January 28, 2013 · 9:40 AM
A Grim Tale
Image by Larisa Koshkina / PublicDomainPictures.net
Once upon a time, Best General Contracting, Inc. hired Able Electric Services Co. to perform the $900,000 electrical scope of work on a library project for a local college. Having not worked with Able before, and in light of the value of the electrical scope, Best required Able to obtain subcontractor performance & payment bonds for Best’s benefit, agreeing, of course, to reimburse Able for the $13,500 bond premium. As fate would have it, the library project proved one too many for the not-so-able Able, who ran into cash flow problems, sought bankruptcy protection and abandoned the project. Best immediately fired off a notice of default letter to Superior Surety and hoped that the claims handling process would match previous, positive experiences with subcontractor sureties and culminate in a quick, fairy-tale resolution to this project setback.

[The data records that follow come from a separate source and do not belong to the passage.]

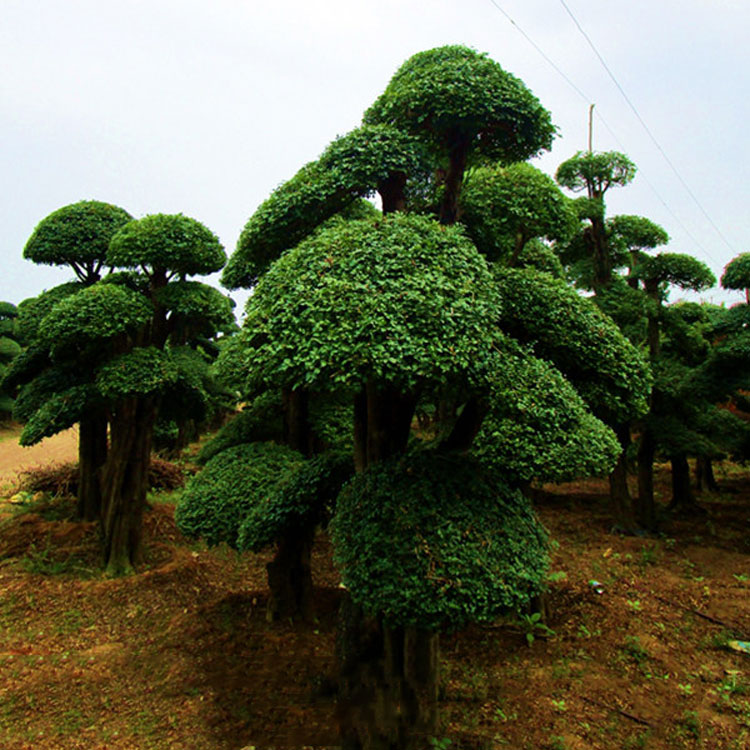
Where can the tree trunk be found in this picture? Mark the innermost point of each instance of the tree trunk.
(392, 192)
(125, 484)
(646, 506)
(704, 474)
(683, 499)
(459, 152)
(92, 455)
(389, 416)
(619, 495)
(467, 425)
(388, 683)
(297, 432)
(290, 577)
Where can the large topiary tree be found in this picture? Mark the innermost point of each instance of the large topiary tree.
(399, 312)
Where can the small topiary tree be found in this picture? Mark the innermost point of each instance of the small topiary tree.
(9, 350)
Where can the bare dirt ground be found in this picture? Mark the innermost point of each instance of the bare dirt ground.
(14, 458)
(180, 657)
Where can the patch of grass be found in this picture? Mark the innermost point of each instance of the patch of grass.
(635, 650)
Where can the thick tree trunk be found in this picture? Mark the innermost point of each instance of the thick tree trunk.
(467, 425)
(459, 152)
(92, 455)
(389, 414)
(646, 506)
(683, 499)
(297, 431)
(388, 683)
(619, 495)
(704, 474)
(125, 484)
(392, 193)
(290, 577)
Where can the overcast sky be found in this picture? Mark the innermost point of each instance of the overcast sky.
(203, 107)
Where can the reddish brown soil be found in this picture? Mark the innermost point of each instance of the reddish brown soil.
(180, 655)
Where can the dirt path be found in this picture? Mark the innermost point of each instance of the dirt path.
(15, 458)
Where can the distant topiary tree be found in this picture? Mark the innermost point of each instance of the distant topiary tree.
(75, 236)
(9, 350)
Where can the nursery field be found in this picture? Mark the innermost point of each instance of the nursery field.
(180, 655)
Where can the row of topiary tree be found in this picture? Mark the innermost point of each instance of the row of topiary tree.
(406, 371)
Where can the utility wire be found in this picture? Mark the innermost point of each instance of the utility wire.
(645, 127)
(588, 100)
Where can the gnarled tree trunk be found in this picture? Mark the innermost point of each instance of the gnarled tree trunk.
(621, 503)
(92, 456)
(125, 484)
(388, 684)
(290, 577)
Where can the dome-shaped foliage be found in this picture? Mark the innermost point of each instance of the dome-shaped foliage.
(352, 166)
(143, 371)
(259, 421)
(583, 343)
(36, 391)
(452, 93)
(596, 171)
(216, 501)
(76, 234)
(8, 349)
(502, 206)
(32, 311)
(431, 541)
(57, 413)
(203, 306)
(401, 301)
(631, 233)
(93, 314)
(541, 257)
(737, 273)
(172, 242)
(299, 500)
(538, 427)
(678, 269)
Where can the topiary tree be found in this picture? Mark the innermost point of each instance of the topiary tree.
(465, 108)
(596, 172)
(399, 311)
(9, 350)
(657, 274)
(503, 208)
(737, 274)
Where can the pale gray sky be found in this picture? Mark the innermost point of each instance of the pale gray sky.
(204, 106)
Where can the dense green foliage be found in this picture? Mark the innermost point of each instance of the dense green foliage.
(454, 94)
(216, 501)
(9, 350)
(77, 235)
(92, 316)
(538, 427)
(503, 208)
(259, 421)
(142, 371)
(402, 301)
(737, 273)
(173, 243)
(353, 165)
(561, 326)
(595, 171)
(473, 551)
(299, 500)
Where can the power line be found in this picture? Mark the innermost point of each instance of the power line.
(645, 127)
(599, 116)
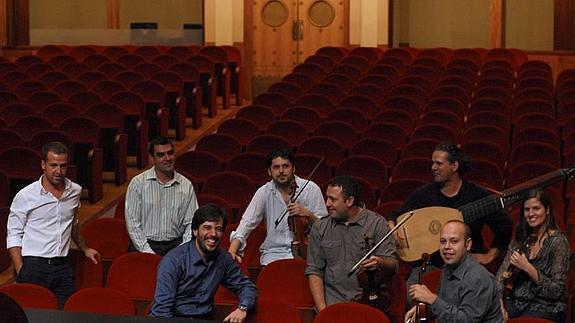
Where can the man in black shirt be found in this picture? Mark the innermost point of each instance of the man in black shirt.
(450, 189)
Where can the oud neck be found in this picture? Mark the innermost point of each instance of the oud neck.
(494, 203)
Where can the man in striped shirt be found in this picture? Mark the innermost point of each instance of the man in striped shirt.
(160, 203)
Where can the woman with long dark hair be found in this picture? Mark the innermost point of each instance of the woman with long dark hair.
(538, 262)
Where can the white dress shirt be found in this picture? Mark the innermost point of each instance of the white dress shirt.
(42, 224)
(269, 202)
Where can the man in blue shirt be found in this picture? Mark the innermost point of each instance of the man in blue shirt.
(189, 275)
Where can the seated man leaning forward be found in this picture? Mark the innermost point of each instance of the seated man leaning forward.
(337, 242)
(270, 202)
(189, 275)
(467, 292)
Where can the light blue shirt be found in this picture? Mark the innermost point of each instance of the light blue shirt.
(186, 283)
(269, 203)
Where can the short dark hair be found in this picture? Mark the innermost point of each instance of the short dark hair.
(207, 213)
(465, 225)
(55, 147)
(454, 154)
(349, 187)
(159, 140)
(285, 153)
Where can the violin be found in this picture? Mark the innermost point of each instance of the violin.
(299, 227)
(421, 311)
(512, 273)
(373, 283)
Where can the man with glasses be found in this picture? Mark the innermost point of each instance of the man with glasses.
(160, 203)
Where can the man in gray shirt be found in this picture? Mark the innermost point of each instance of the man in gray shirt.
(467, 291)
(336, 243)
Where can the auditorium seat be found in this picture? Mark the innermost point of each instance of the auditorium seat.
(342, 80)
(135, 275)
(368, 168)
(31, 296)
(319, 103)
(221, 145)
(418, 168)
(292, 131)
(305, 163)
(341, 131)
(100, 300)
(332, 149)
(276, 101)
(397, 117)
(348, 312)
(334, 92)
(259, 115)
(288, 89)
(390, 132)
(234, 187)
(312, 70)
(68, 88)
(325, 61)
(10, 138)
(113, 139)
(111, 68)
(293, 288)
(39, 100)
(88, 155)
(26, 87)
(251, 164)
(38, 68)
(355, 118)
(362, 103)
(422, 148)
(377, 148)
(28, 126)
(264, 144)
(302, 79)
(241, 129)
(95, 60)
(309, 117)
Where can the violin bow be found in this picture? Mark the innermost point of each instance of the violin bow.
(279, 220)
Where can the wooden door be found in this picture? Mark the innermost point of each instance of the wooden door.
(285, 32)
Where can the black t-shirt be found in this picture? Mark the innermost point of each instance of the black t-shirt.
(430, 195)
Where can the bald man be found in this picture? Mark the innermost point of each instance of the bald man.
(467, 291)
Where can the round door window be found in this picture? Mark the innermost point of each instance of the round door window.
(321, 13)
(274, 13)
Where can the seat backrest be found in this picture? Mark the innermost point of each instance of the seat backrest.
(100, 300)
(31, 295)
(135, 274)
(351, 312)
(107, 235)
(293, 288)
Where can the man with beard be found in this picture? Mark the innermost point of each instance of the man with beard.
(160, 203)
(189, 275)
(270, 202)
(467, 291)
(337, 242)
(450, 189)
(43, 218)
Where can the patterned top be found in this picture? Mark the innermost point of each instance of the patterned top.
(552, 263)
(159, 212)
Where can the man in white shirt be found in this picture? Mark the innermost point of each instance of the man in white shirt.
(43, 218)
(160, 203)
(271, 201)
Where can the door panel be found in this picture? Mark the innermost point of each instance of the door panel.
(285, 32)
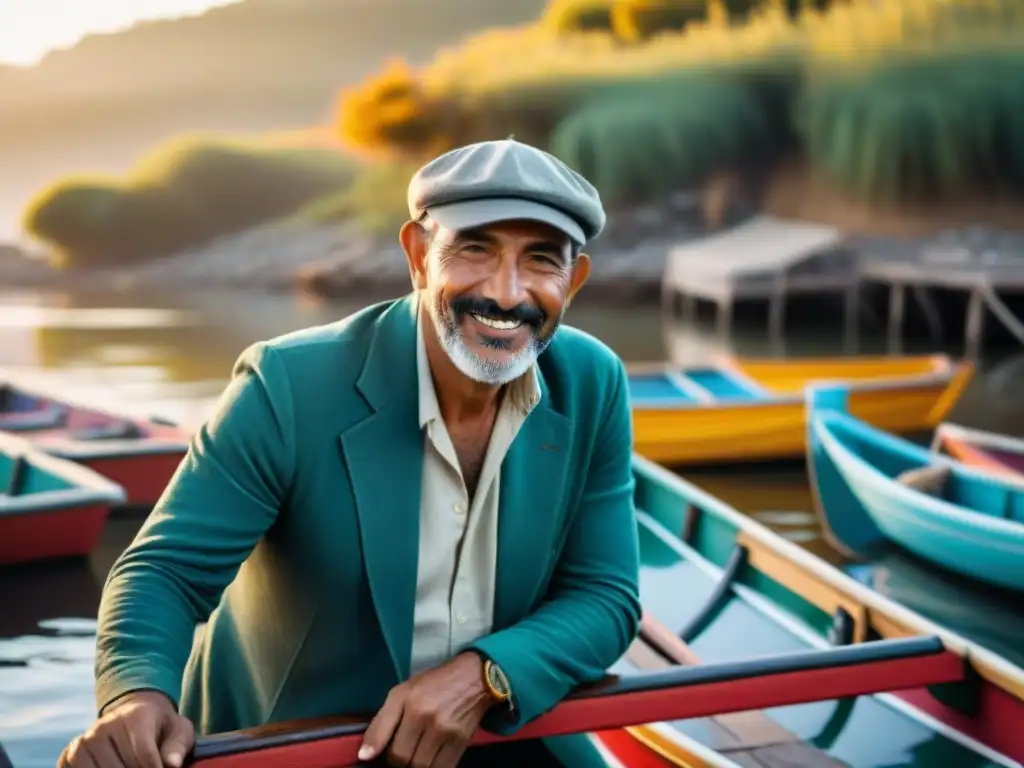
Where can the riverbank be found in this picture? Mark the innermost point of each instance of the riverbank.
(342, 260)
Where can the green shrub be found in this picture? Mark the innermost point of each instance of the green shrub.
(376, 200)
(920, 128)
(182, 195)
(637, 20)
(568, 16)
(638, 142)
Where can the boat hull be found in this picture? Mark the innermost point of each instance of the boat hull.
(777, 589)
(1003, 462)
(43, 535)
(775, 428)
(49, 507)
(137, 454)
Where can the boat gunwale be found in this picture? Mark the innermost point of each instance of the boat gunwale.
(820, 424)
(88, 486)
(894, 384)
(85, 450)
(773, 611)
(993, 668)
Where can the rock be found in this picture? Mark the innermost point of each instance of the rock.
(19, 267)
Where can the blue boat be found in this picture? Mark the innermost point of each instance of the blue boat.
(871, 487)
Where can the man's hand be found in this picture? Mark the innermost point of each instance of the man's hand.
(141, 730)
(428, 721)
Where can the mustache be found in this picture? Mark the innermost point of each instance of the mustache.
(527, 313)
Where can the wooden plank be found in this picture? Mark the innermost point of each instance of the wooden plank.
(741, 735)
(794, 755)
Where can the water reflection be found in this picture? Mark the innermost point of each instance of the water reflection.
(172, 355)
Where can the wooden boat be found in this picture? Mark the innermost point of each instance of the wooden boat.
(751, 652)
(49, 507)
(139, 455)
(730, 589)
(635, 695)
(753, 410)
(871, 486)
(995, 453)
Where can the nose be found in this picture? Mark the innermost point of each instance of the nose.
(505, 285)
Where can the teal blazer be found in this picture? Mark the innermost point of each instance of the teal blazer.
(291, 529)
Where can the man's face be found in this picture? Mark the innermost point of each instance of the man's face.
(497, 294)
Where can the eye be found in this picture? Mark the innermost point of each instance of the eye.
(545, 258)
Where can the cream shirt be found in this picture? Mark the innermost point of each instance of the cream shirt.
(455, 590)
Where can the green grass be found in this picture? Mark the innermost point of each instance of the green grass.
(182, 195)
(920, 128)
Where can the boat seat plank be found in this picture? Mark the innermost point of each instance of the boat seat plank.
(737, 734)
(790, 755)
(688, 387)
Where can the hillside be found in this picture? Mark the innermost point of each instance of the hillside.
(289, 56)
(256, 66)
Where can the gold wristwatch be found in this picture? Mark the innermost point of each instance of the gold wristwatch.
(496, 683)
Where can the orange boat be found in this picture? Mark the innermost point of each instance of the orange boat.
(997, 454)
(139, 455)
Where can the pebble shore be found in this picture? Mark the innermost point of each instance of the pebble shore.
(338, 260)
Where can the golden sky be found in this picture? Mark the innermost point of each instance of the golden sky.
(29, 29)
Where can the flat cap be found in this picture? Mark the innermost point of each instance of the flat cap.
(492, 181)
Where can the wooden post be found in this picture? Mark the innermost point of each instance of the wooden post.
(932, 315)
(975, 328)
(776, 311)
(725, 315)
(896, 306)
(851, 316)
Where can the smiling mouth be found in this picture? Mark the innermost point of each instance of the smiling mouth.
(497, 325)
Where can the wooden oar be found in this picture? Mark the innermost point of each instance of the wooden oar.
(747, 737)
(674, 693)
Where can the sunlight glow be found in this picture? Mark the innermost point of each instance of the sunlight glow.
(30, 29)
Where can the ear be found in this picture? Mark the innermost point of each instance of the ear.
(414, 242)
(581, 270)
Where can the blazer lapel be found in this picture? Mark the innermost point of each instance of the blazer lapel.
(384, 457)
(532, 492)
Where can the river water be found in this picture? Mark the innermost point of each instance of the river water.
(171, 355)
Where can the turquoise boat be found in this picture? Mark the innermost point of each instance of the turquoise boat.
(871, 487)
(727, 588)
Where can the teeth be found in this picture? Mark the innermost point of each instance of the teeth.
(497, 325)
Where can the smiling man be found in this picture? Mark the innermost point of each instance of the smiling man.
(423, 512)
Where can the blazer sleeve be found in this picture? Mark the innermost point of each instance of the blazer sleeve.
(592, 613)
(223, 497)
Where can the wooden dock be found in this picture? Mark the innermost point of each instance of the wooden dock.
(765, 258)
(768, 259)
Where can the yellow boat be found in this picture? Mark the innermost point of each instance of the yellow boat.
(738, 410)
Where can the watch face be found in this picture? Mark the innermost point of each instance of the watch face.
(498, 679)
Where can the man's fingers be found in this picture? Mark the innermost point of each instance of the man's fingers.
(76, 756)
(103, 753)
(177, 741)
(450, 755)
(142, 740)
(383, 725)
(426, 750)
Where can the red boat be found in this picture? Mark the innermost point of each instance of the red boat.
(634, 697)
(49, 507)
(138, 455)
(998, 454)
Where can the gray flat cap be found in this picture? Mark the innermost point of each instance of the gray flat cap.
(492, 181)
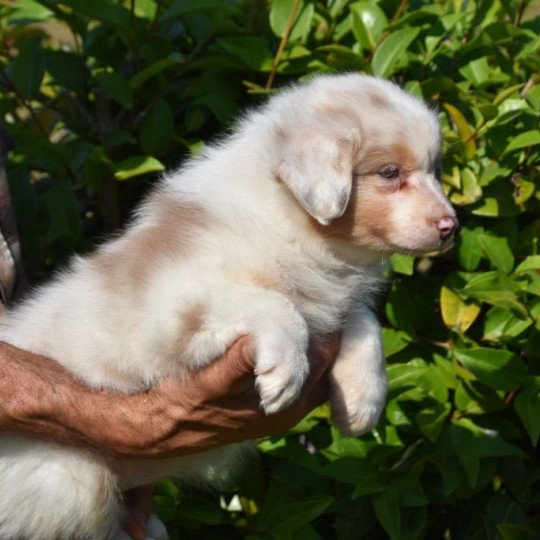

To Best’s surprise, it would not. Continue reading →
Filed under Claims Handling, Performance Bonds, Surety Law
Tagged as bond obligee, construction bonding, construction bonding nc, construction bonds NC, construction contract default, construction contract termination, construction default, construction surety, contract bond surety, contract performance risk management, contract surety bond, handling surety claims, irrevocable letter of credit, managing surety claims, nc surety, nc surety law, nc surety lawyer, north carolina surety, North Carolina surety law, North Carolina surety lawyer, subcontractor default insurance, surety, surety claims process, surety obligee, surety principal
February 8, 2012 · 10:52 AM
My recent musings about the Court of Appeals’ December 6, 2011 Southern Seeding decision (my original blawg post about the case is here; a longer treatment in this quarter’s Change Order, published by the Construction Law Section of the North Carolina Bar Association, can be found here) neglect to address the opinion’s implications for surety companies issuing payment bonds in North Carolina.
Those implications are profound and potentially far-reaching, and certainly worthy of discussion. So for those of you, like me, who have a keen interest in North Carolina suretyship law, you’ll definitely want to keep reading.